Substantial changes in baseline FREQ sometimes occurred from vessel to vessel and even for a given vessel over the time period required to test the response to an entire set of preload ramps (∼1 h). To normalize for these differences, the AMP and FREQ data for each vessel were expressed in terms of the ratio of the average value during the ramp to the average value during the plateau. We previously documented that both AMP and FREQ increase over the preload range 0.03–0.3 mN (Zhang et al. 2007b) so that, in the absence of a rate-sensitive mechanism, AMP and FREQ ratios (ramp/plateau) < 1 would be predicted. For the recordings in Fig. 1, the FREQ ratio was 0.80 for the slower ramp compared to 1.74 for the faster ramp; the AMP ratios were 1.14 and 0.88, respectively, for the two ramps. Thus, rate-sensitive enhancement in FREQ was characterized by a ratio > 1 (reflecting a burst of contractions during the faster ramp). The results from eight lymphatic vessels subjected to preload ramps at six different speeds are summarized in Fig. 1C and D, where the FREQ and AMP ratios, respectively, are plotted as a function of ramp speed. The dotted lines in the two panels indicate boundaries (where ratios were > 1) for the appearance of rate-sensitive enhancement with this protocol. Clearly, the FREQ ratio exceeded 1 regardless of the ramp speed, and the ratio increased with increasing ramp speed to a value of ∼1.5 for the fastest ramp. A value > 1 for the FREQ ratio (1.1) at the lowest ramp speed suggests even that speed was associated with a slight, rate-sensitive enhancement of FREQ. In marked contrast, the average AMP ratio was always < 1 and progressively declined with increasing ramp speed, suggesting that contraction AMP was not enhanced by stretch in a rate-sensitive manner. Indeed, in force ramp protocols, we never observed any AMP responses that resembled those reported in portal vein (i.e. Figs 1 and 2 in Johansson & Mellander, 1975).

Figure 2. Lymphatic vessel responses to diameter ramps.

A, initially, the diameters at 0.02 mN (D_i) and 0.3 mN (D_o) passive force were measured; subsequently, diameter was ramped from D_i to D_o at a constant speed of ∼0.15% lengths s⁻¹. B, same vessel as in A with same initial and final preloads and diameters but with a ramp speed of ∼1.1% lengths s⁻¹. Note the relatively high contraction FREQ near and just after the end of the ramp. C, plot of the FREQ ratio as a function of ramp speed for 11 vessels. D, plot of AMP ratio versus ramp speed for the same vessels. Lines represent exponential fits of the data points. Error bars are ±s.e.m. An asterisk indicates a significant difference from the value at the lowest rate.

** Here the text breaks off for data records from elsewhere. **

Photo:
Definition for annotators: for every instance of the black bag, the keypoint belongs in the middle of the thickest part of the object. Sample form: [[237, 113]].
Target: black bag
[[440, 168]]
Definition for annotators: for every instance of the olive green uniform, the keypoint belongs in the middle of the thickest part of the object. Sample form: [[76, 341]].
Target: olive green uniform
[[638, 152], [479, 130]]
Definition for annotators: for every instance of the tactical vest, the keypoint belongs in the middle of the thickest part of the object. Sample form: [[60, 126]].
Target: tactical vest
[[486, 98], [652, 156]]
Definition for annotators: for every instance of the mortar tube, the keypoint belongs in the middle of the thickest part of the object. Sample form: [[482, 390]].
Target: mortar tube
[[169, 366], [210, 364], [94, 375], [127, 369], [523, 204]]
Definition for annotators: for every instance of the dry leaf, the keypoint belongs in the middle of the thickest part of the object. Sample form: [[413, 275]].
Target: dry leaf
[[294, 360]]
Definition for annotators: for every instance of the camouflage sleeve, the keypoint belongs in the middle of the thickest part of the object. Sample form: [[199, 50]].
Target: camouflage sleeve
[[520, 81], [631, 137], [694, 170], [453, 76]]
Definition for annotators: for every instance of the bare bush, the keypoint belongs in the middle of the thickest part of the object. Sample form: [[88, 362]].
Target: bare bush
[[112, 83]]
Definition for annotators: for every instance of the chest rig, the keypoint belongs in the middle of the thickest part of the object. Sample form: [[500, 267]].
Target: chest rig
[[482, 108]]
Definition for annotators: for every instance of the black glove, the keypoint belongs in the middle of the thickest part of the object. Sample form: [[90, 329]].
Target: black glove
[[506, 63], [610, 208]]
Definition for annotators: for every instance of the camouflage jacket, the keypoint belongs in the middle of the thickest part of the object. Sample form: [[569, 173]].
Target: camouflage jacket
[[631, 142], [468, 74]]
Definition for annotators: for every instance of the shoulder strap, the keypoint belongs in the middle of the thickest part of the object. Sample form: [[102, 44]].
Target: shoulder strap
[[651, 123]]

The eight vessels used for the analysis in Fig. 1 comprised a subset of a larger group (15 total experiments) studied using the same protocol. In about half of the experiments, the baseline contraction FREQ was too low to permit the full range of ramp speeds to be tested. For example, if baseline contraction FREQ was such that only one contraction occurred during a high speed ramp, then determination of FREQ on a contraction-by-contraction basis was impossible. Likewise, we were concerned that only two to three contractions during a fast ramp might not give an accurate indication of FREQ (see example in Fig. 3). For this reason, we used only vessels for the analysis shown in Fig. 1 that had a minimum of six contractions during the fastest ramp. It should be noted, however, that rate-sensitive FREQ responses were not limited to the specific conditions described above. For example, in vessels with a low baseline contraction FREQ, a low dose (< 3 × 10⁻⁸m) of substance P (SP) could be added to the bath to increase baseline FREQ, and subsequent elevation of preload at an appropriately high rate then evoked a rate-sensitive FREQ response (not shown, but see Fig. 3 below). This effect occurred as long as baseline FREQ was well below the maximum value of ∼50 min⁻¹ (induced by a high dose of SP). However, the group data analysed in Fig. 1C and D were collected from vessels in the absence of SP stimulation.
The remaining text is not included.